French oboist, conductor, and professor (born 1971)

François Leleux (born July 1971 in Croix, Nord) is a French oboist, conductor, and professor.

==Biography==
His professional career began at 18 when he became principal oboe at the Paris Opera. He went on to win a solo position at the Bavarian Radio Symphony Orchestra and later became principal oboe of the Chamber Orchestra of Europe in 2003. As an oboist, he has appeared as soloist with orchestras including the New York Philharmonic, Deutsches Symphonie-Orchester Berlin, Royal Stockholm Philharmonic Orchestra, Royal Liverpool Philharmonic Orchestra, Budapest Festival Orchestra, Swedish Radio Symphony Orchestra and NHK Symphony Orchestra.

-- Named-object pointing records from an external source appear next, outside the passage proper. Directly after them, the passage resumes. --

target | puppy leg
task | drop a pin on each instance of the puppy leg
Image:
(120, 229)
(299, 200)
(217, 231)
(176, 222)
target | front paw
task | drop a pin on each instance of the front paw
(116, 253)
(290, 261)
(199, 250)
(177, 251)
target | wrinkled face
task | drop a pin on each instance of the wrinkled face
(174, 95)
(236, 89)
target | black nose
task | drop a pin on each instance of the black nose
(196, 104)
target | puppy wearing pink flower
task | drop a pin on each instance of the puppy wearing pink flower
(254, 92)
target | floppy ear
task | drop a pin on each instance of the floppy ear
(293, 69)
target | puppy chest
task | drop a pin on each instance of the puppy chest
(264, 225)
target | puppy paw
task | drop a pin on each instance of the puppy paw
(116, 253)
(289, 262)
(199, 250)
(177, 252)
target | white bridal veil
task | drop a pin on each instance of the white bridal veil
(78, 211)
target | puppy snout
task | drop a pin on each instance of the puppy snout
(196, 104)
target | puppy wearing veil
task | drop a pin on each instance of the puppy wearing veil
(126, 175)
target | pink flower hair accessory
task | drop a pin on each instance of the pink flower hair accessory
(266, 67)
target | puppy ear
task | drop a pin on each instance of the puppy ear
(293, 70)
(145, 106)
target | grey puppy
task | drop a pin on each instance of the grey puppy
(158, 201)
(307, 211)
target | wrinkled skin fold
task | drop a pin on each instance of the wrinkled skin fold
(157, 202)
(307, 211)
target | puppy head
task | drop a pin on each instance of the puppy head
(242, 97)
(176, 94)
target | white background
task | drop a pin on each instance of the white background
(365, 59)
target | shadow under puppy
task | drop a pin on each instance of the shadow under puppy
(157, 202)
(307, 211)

Leleux has also developed a parallel career as a conductor. He has served as Artistic Partner of Camerata Salzburg, Artist-in-Association with the Orchestre de Chambre de Paris, and artist-in-residence with ensembles including the hr-Sinfonieorchester, Orchestre philharmonique de Strasbourg, Berner Symphonieorchester, Norwegian Chamber Orchestra and Orquesta Sinfónica de Tenerife. From the 2025/26 season, he serves as Artistic Director of Kammerakademie Potsdam and Principal Guest Artist of the Hungarian National Philharmonic Orchestra.

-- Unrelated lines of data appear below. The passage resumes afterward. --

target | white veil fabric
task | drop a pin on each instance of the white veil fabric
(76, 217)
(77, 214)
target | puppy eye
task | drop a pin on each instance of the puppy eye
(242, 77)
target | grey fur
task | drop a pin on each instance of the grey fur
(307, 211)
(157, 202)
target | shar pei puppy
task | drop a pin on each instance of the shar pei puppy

As a chamber musician, Leleux performs with the woodwind ensemble Les Vents Français and with long-standing recital partners including violinist Lisa Batiashvili, pianist Eric Le Sage and pianist Emmanuel Strosser. He has commissioned works from composers including Nicolas Bacri, Michael Jarrell, Giya Kancheli, Thierry Pécou, Gilles Silvestrini and Éric Tanguy; with Batiashvili he gave premiere performances of Thierry Escaich's Double Concerto for Violin and Oboe with the NDR Elbphilharmonie Orchestra and the New York Philharmonic.

His recordings include albums for Sony Classical, Warner Classics, Linn Records and Pentatone. His discography includes works by J. S. Bach with the Chamber Orchestra of Europe, Mozart with Camerata Salzburg, Strauss's Oboe Concerto with the Swedish Radio Symphony Orchestra under Daniel Harding, Bienvenue en France with Emmanuel Strosser, and an award-winning recording of works by Hummel and Haydn with the Münchener Kammerorchester. He is professor at the Hochschule für Musik und Theater München.

Leleux is married to violinist Lisa Batiashvili.